Envision Something Better

My heroes are Mother Teresa; a few authors, poets, and cherished colleagues; and my grandma—especially Grandma. Why? These are people whose lives tell a story. They not only believe in something greater than themselves, but they do something about it. What good is it to have high ideals and sit on the sidelines? Part of our calling as leaders is to recognize the dignity and hope in others, to feel their pain, loss, and humanity. Then, together, envision something better and start anew.

My grandma did not believe in sitting on the sidelines. When she saw a need, she went straight to work (maybe whether you liked it or not). All her young employees knew her motto: “If you have time to lean, you have time to clean.” But a lot of good, clean lives were launched there, steeped in those humble ideals. No one doubted that she cared.

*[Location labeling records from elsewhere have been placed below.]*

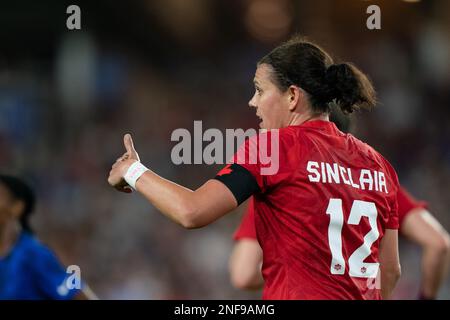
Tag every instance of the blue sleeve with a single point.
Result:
(52, 278)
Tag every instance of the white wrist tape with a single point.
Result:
(134, 172)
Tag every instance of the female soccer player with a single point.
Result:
(416, 224)
(28, 269)
(327, 218)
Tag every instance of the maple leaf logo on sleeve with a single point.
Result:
(226, 170)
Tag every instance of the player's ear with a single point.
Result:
(294, 95)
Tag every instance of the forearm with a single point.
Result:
(389, 279)
(191, 209)
(173, 200)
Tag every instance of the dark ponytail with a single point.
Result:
(19, 190)
(306, 65)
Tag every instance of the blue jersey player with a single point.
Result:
(28, 269)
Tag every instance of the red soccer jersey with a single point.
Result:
(406, 203)
(320, 218)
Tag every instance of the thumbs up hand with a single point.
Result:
(129, 147)
(120, 167)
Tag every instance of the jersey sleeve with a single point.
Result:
(247, 227)
(393, 219)
(406, 203)
(52, 278)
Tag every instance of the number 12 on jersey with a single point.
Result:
(357, 266)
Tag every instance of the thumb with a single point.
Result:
(128, 142)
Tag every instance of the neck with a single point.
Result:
(298, 119)
(9, 232)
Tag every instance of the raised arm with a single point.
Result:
(189, 208)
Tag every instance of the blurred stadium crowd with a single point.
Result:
(150, 67)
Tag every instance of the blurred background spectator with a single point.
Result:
(150, 67)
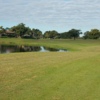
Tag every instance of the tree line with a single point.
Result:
(22, 31)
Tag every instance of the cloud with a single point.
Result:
(69, 13)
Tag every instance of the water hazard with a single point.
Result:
(23, 48)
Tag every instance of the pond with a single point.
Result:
(23, 48)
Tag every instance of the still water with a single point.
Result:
(23, 48)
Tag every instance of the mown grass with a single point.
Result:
(72, 75)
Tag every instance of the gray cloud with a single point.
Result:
(69, 13)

I am blessed to work with a lot of nonprofits and businesses whose day-to-day work and ideals are one and the same. Thousands of people feel their lives have meaning because they work for these companies. I do, too. That is one of my great joys in life.

When I chose a law firm, I sought one thing: opportunity. I wanted to know that if I worked hard, I would have the same chance as any man—no more, no less. I was not looking for a handout. A handout implies that I am less able, less intelligent, or less hard-working than my colleagues. I was given that chance and more—teaching, compassion, friendship, challenge, mercy, advocacy, and occasionally a good, hard shove in the right direction. I will always be grateful for that. Now, it is my turn to give.

In 2016, I was in a serious car accident. Immediately one thought crystallized in my mind: Not one thing I own or have earned matters. It is all worthless. But my relationships with God and people are priceless. What we believe, who we love, and how we invest our lives in others does matter.

Mother Theresa said, “We can do no great things, only small things with great love.” I will never change the world or create lasting world peace. But today, I will listen to someone’s problem and invite them to see how we can make it better, together.